A colleague recently asked how you can control the periodic synchronization of rights and audit data in IRM 11g – and what are the defaults? What factors should you consider when deciding whether the default synch schedule is right for your organisation, and how does synching impact the performance of the client and the server in large deployments? What exactly is synchronized on each occasion?

By default, synchronization occurs Monday to Friday between the hours of 9am and 5.30pm. The admin UI for the synch schedule is pretty self-explanatory…

synch schedule

Each IRM Desktop evaluates that time window according to its local time zone, so if you have users scattered around the world, they will each synch during their respective working days. You’ll note that the time window is quite large – a full working day. This ensures that the server is not hit by large peaks of requests in large deployments. There is usually no great urgency to get the synch done at a particular time, so we set a broad window.

Each IRM Desktop will pick a random time during each time window – again so that they don’t all try at once – and automatically tries again at intervals in the event of failure. If the network is disconnected at the time, the IRM Desktop will watch for the next connection and try again. All of this is transparent to the user.

What exactly gets synchronized? Synchronization is a two-way activity. The server provides the client with a fresh statement of the user’s rights and resets the offline periods so that the user rarely, if ever, hits the expiry time. In most configurations, this provides the user with a cached copy of ALL of their rights. Our classification model makes this viable even at large scale – there might be thousands or millions of documents, but they are usually organised for policy purposes into a few classifications, and each user has rights to a few classifications. So, each IRM Desktop only needs to receive a small amount of policy information in order for the user to have access to thousands of documents. There is no need for a user to be sent any information about classifications that they do not have any right to use, so the set of information sent to each user is usually quite small.

The server can also take the opportunity to inform the client of a change to the synch schedule, and to remind the client of the correct time from the server’s perspective.

In return, the client provides the server with the audit trail generated by its user since the previous synch event. This means that the server gets regular updates about offline usage of sensitive information. Some solutions only provide audit trail for events that involve contacting the server – so offline use is often invisible.

So why might you change the defaults? The most common reason is simply that your working week might not be Monday to Friday.

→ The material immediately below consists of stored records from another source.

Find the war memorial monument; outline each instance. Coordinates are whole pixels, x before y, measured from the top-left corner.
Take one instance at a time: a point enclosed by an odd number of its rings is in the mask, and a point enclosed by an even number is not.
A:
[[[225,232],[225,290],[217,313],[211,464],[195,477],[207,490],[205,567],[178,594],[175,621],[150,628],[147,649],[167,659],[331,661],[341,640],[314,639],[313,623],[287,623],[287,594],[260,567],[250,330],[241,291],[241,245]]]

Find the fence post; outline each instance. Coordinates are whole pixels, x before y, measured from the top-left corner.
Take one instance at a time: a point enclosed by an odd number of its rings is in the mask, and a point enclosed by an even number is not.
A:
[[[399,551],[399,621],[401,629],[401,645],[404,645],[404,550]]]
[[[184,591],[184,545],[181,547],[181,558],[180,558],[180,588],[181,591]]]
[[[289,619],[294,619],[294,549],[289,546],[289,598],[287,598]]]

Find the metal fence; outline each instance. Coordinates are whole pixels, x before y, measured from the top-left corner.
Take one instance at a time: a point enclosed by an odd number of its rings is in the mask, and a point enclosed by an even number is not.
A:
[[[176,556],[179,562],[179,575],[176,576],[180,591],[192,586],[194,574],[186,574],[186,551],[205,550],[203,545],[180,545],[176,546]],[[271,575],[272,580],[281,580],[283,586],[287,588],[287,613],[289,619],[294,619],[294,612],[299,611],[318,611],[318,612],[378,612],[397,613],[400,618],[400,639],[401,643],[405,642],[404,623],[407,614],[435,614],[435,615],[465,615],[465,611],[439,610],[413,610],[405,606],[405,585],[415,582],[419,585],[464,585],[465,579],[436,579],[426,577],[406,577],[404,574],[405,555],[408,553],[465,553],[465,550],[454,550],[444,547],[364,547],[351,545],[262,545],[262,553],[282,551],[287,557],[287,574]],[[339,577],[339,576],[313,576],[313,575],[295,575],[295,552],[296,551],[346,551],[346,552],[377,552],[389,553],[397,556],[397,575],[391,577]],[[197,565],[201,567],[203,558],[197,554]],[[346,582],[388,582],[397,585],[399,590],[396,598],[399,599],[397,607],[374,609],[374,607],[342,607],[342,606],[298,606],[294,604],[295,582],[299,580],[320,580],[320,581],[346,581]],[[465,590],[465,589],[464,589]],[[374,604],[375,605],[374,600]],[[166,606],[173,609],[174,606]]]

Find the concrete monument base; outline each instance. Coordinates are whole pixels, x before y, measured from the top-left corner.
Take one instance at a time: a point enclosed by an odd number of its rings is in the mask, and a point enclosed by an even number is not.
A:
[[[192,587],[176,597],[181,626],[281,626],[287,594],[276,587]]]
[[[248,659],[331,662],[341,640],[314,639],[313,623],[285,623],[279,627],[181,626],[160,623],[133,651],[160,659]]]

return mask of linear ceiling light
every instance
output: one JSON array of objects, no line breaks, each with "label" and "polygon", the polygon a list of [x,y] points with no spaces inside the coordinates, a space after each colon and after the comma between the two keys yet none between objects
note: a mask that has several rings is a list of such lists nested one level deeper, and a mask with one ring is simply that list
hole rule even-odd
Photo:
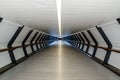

If you have users in the Middle East, for example, you might configure the schedule accordingly. Alternatively, if you have a service in which rights rarely change, or you are not particularly worried about how quickly policy changes propagate out to users, you might reduce to a weekly schedule rather than daily – but the amount of traffic generated by synching is pretty modest so most customers stick with the defaults.

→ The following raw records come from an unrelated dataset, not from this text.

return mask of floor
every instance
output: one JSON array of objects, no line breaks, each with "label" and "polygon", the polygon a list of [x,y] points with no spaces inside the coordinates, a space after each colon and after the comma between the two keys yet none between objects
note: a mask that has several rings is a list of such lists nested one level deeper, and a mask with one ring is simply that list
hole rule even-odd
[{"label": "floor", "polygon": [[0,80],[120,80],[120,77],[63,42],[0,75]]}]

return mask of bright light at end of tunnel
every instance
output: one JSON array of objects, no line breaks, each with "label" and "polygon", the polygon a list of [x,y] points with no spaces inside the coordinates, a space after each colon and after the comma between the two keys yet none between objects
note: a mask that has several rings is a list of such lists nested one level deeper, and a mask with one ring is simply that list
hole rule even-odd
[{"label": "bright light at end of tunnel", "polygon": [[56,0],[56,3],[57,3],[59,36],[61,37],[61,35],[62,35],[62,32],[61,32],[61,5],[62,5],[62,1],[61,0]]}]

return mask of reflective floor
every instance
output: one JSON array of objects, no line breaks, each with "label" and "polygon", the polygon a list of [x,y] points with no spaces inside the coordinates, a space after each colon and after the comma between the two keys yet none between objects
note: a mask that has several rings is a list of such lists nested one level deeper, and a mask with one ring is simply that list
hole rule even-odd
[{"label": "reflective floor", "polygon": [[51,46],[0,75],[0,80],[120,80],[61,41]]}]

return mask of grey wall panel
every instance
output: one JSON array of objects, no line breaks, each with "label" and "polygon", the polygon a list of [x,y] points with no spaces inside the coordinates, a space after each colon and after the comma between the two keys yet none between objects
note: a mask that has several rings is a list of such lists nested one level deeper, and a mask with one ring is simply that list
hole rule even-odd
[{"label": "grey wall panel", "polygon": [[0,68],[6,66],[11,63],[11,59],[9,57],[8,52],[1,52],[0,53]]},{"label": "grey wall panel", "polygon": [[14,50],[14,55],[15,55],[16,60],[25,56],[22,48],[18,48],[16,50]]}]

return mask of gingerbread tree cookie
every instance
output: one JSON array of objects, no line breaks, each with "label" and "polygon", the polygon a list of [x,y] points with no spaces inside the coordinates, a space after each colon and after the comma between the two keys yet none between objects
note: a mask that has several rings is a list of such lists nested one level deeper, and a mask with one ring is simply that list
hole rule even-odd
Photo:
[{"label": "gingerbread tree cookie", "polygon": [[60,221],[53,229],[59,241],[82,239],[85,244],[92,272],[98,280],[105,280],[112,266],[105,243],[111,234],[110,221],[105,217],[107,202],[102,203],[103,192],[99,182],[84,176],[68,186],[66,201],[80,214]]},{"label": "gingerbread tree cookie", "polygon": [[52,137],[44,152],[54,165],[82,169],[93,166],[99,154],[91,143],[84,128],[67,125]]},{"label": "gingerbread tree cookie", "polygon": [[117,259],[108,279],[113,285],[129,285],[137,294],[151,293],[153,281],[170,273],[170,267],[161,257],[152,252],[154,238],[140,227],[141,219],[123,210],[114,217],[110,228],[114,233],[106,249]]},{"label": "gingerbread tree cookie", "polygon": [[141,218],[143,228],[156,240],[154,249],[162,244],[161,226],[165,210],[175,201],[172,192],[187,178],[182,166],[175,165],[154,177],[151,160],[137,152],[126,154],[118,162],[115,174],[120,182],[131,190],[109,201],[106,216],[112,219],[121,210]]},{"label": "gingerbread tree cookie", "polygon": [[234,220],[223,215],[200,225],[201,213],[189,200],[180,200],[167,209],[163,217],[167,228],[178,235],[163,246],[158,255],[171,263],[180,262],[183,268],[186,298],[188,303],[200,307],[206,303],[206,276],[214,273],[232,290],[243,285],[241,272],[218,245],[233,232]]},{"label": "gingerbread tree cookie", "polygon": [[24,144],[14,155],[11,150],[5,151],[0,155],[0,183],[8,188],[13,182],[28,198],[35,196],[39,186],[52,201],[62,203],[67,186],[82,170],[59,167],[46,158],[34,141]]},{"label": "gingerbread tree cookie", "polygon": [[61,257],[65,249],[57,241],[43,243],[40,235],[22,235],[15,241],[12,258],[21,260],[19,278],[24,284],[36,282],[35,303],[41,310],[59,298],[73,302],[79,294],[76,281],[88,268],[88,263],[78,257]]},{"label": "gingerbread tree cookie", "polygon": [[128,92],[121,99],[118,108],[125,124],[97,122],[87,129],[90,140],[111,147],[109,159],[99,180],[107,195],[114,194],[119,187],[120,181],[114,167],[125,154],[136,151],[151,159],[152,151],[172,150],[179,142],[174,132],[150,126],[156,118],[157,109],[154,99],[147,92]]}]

Another reason would be if you are not using the out-of-the-box classification model. If you are managing rights file-by-file or using some other model that involves a lot of policy configuration, then there might be a lot of information to synch to each user.

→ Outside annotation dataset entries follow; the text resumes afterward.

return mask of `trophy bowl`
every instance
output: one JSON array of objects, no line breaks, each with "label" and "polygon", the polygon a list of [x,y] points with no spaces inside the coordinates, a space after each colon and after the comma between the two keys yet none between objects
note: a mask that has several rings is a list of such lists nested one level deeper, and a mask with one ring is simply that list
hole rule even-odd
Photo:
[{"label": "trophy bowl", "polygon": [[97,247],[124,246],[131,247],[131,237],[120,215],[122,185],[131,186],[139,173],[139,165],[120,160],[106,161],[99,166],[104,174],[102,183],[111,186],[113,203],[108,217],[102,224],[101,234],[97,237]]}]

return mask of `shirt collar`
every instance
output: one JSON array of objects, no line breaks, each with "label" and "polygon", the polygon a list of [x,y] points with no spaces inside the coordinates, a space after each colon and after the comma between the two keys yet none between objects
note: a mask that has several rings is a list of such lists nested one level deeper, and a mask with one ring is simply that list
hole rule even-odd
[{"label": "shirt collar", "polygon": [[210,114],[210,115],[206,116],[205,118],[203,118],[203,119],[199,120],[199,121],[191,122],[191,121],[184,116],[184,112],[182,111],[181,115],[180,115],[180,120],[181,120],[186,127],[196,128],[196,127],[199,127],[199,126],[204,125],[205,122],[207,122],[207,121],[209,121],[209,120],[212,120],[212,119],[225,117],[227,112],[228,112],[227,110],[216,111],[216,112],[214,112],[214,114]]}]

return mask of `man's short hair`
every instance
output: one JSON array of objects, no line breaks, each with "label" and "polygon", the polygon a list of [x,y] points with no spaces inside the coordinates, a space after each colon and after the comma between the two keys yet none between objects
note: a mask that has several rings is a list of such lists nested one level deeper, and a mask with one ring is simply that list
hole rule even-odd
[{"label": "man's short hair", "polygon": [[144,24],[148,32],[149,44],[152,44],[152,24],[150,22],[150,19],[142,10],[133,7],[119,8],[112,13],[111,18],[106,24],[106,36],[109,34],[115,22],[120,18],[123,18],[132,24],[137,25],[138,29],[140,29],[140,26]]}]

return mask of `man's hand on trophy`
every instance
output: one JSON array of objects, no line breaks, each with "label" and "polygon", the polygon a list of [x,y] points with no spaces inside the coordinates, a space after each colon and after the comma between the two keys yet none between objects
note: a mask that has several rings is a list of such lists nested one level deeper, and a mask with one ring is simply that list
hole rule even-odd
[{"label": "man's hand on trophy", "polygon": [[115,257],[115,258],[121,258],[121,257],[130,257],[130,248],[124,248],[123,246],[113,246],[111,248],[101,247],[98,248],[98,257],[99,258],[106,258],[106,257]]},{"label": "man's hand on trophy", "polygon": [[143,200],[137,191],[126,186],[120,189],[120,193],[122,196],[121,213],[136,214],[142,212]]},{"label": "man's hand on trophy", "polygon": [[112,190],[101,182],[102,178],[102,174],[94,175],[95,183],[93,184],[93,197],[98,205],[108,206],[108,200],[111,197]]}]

Another might be that it is REALLY important that policy changes be propagated rapidly or that audit trail be collected more frequently – so you might configure a lot of smaller windows during each day. Or you might modify some or all roles to achieve similar effects. You increase the traffic, but gain greater control and visibility.

Also, if appropriate, you can configure some or all roles to disable offline auditing. This reduces the amount of data that the client needs to send to the server. This might be useful if users are using a lot of sealed content and you are not too interested in the audit trail. Again, you choose which roles to exempt from auditing.

Thus, out-of-the-box we provide a powerful mechanism for ensuring timely propagation of policy changes and frequent upload of offline audit data – but we also give you a variety of controls to play with if needed.